I would like to buy a book that teaches PS CS6 starting with the BASICS and moving up from there.  What I don't want is an "updated" book that **assumes** knowledge of older versions of the software.  I find those unhelpful because I'm building my knowledge from the ground up.  I don't want to start at the higher branches and go up from there.  I want to start at ground level, or at least with some more basic fundamentals first.

I understand there are a lot of really good, helpful videos for free on Youtube, but I find that a lot of them suffer from the same issue I see above (assuming too much knowledge) or the person in the video will either (1) move too quickly or (2) you can't see the cursor well enough to tell what they are doing.

Suggestions?

I've seen the books by Scott Kelby, Martin Evening, etc. on Amazon, but I thought I'd ask here for other suggestions.

Thanks!


----------



## Mully

Check out this site ....I bought this series for my son and it is very worth the $20 and all the PDF's are done very well.....also look into Scott Kelby he has published a number of good books


----------



## KmH

There is no one best book. It requires several good books. It's not as complex as tax law, but it is complex.

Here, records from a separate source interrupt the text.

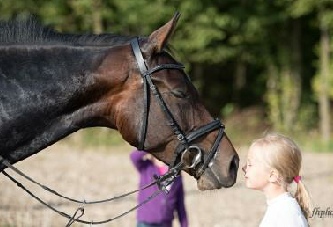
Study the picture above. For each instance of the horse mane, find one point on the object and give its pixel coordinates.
(31, 32)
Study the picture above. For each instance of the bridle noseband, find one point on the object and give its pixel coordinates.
(199, 163)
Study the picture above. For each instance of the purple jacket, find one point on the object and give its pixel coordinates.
(159, 210)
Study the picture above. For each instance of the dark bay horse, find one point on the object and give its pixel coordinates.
(53, 84)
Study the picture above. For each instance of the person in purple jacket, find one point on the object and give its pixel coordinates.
(159, 212)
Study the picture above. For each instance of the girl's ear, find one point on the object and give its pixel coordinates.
(274, 176)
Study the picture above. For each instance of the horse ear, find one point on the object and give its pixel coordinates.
(159, 38)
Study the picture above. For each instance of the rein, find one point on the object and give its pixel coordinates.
(162, 182)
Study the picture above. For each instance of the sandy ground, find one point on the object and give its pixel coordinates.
(100, 174)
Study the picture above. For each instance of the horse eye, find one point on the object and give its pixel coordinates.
(179, 93)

Each CS 6 tool, function, and feature has a set of basics, so you essentially have to start at several different points at the same time.

I suspect what you are really wanting is a book that covers the basics of image editing, but again there are a multitude of basics. Editing done for portraiture is different than the editing done for landscapes. Light It, Shoot It, Retouch It: Learn Step by Step How to Go from Empty Studio to Finished Image (Voices That Matter) 
Professional Portrait Retouching Techniques for Photographers Using Photoshop (Voices That Matter) 

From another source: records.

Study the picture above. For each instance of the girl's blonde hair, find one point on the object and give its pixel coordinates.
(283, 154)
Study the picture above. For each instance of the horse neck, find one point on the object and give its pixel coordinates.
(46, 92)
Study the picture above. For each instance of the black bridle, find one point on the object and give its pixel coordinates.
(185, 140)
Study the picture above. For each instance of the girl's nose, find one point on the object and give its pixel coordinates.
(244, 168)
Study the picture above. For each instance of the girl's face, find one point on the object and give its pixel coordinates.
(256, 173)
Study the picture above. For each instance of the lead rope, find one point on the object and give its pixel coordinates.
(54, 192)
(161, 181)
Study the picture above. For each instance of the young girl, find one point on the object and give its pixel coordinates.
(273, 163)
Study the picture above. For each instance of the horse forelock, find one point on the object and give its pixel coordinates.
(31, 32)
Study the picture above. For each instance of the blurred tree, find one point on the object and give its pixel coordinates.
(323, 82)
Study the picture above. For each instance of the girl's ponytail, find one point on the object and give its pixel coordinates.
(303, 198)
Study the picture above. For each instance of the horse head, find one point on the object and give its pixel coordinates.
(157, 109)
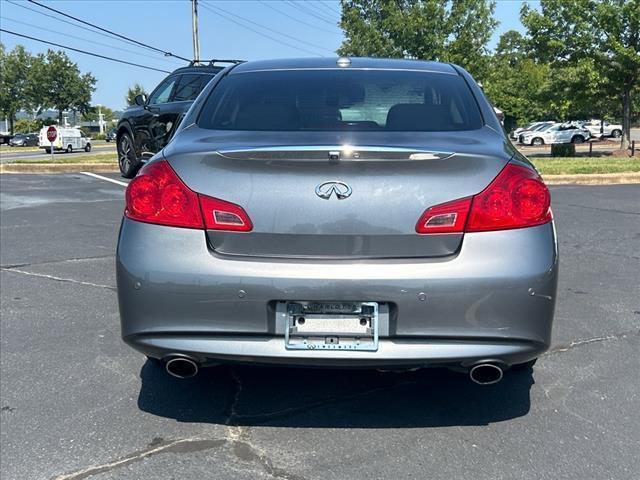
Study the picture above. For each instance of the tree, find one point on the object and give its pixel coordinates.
(14, 81)
(60, 85)
(587, 41)
(133, 92)
(455, 31)
(92, 114)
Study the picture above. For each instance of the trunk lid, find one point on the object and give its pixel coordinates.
(337, 195)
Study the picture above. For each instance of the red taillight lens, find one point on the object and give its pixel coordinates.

As far as describing the details of each CS 6 feature, function, tool, I recommend Martin Evening's comprehensive book - Adobe Photoshop CS6 for Photographers: A professional image editor's guide to the creative use of Photoshop for the Macintosh and PC

Scott Kelby's book is a collection of tutorials and skips *a lot* of the tool, feature, function details - The Adobe Photoshop CS6 Book for Digital Photographers (Voices That Matter) 

Layers: The Complete Guide to Photoshop's Most Powerful Feature (2nd Edition)
THE ADOBE PHOTOSHOP LAYERS BOOK 
The Digital Negative: Raw Image Processing in Lightroom, Camera Raw, and Photoshop
Real World Image Sharpening with Adobe Photoshop, Camera Raw, and Lightroom (2nd Edition)


----------



## jwbryson1

KmH said:


> I suspect what you are really wanting is a book that covers the basics of image editing...

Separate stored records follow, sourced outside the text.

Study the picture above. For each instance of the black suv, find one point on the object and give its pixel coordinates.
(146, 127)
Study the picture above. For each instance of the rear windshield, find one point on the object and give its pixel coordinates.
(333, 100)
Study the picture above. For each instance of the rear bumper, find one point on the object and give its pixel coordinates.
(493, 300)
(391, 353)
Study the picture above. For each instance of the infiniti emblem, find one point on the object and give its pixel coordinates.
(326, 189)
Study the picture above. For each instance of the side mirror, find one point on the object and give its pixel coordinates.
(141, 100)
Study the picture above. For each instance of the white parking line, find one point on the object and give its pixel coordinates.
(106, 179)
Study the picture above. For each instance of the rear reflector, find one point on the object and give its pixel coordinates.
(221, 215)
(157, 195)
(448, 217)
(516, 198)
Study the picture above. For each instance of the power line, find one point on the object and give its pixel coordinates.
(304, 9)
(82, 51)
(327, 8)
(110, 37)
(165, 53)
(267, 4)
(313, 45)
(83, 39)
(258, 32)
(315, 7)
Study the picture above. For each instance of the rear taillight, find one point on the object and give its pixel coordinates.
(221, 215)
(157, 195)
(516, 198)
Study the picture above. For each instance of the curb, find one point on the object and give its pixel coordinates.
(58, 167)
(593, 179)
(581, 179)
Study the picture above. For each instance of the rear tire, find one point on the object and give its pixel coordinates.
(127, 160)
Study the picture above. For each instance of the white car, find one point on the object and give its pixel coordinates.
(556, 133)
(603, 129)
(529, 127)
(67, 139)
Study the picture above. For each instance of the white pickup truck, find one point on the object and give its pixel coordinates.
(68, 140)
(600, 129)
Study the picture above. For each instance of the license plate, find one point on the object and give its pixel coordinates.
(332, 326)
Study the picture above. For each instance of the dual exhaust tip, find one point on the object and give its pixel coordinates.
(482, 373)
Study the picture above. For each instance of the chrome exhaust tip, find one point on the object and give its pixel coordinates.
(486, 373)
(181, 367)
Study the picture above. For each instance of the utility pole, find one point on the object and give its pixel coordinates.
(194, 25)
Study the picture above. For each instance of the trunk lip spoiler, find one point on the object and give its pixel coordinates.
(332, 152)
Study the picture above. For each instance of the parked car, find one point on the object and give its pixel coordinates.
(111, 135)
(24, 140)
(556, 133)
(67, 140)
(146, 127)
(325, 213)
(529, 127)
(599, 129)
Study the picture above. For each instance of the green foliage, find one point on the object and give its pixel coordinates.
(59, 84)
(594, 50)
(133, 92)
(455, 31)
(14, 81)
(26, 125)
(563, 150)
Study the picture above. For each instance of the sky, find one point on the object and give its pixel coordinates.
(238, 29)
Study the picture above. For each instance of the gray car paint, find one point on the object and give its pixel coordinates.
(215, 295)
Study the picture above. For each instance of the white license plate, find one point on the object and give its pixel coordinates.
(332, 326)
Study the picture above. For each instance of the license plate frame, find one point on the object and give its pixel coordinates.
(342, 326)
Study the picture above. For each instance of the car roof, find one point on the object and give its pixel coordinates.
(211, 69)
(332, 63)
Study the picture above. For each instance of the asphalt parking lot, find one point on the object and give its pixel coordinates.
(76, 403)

I think this is correct.  I have used my copy of CS6 maybe 2 or 3 times and just for very basic functions because the learning curve is so steep.  I really have no idea what I'm doing but I do want to learn to edit images and make my work better.

Thanks for the post!


----------



## Mully

Just saw that the link I wanted to post for you did not take ....here it is Photoshop Tutorials | Photoshop Essentials


----------



## jwbryson1

Mully said:


> Just saw that the link I wanted to post for you did not take ....here it is Photoshop Tutorials | Photoshop Essentials




Cool.  Thanks.  When I bought CS6, it came with a package of materials to learn how to use it, but the materials never worked, so I've been Youtubing various edits and trying to learn that way.  I just ordered the book from Martin Evening Keith mentions above, but I'll also be checking out this website.


----------



## KmH

jwbryson1 said:


> Cool.  Thanks.  When I bought CS6, it came with a package of materials to learn how to use it, but the materials never worked,


:scratchhead: Huh?

Open CS 6. Press the keyboard *F1* key.


----------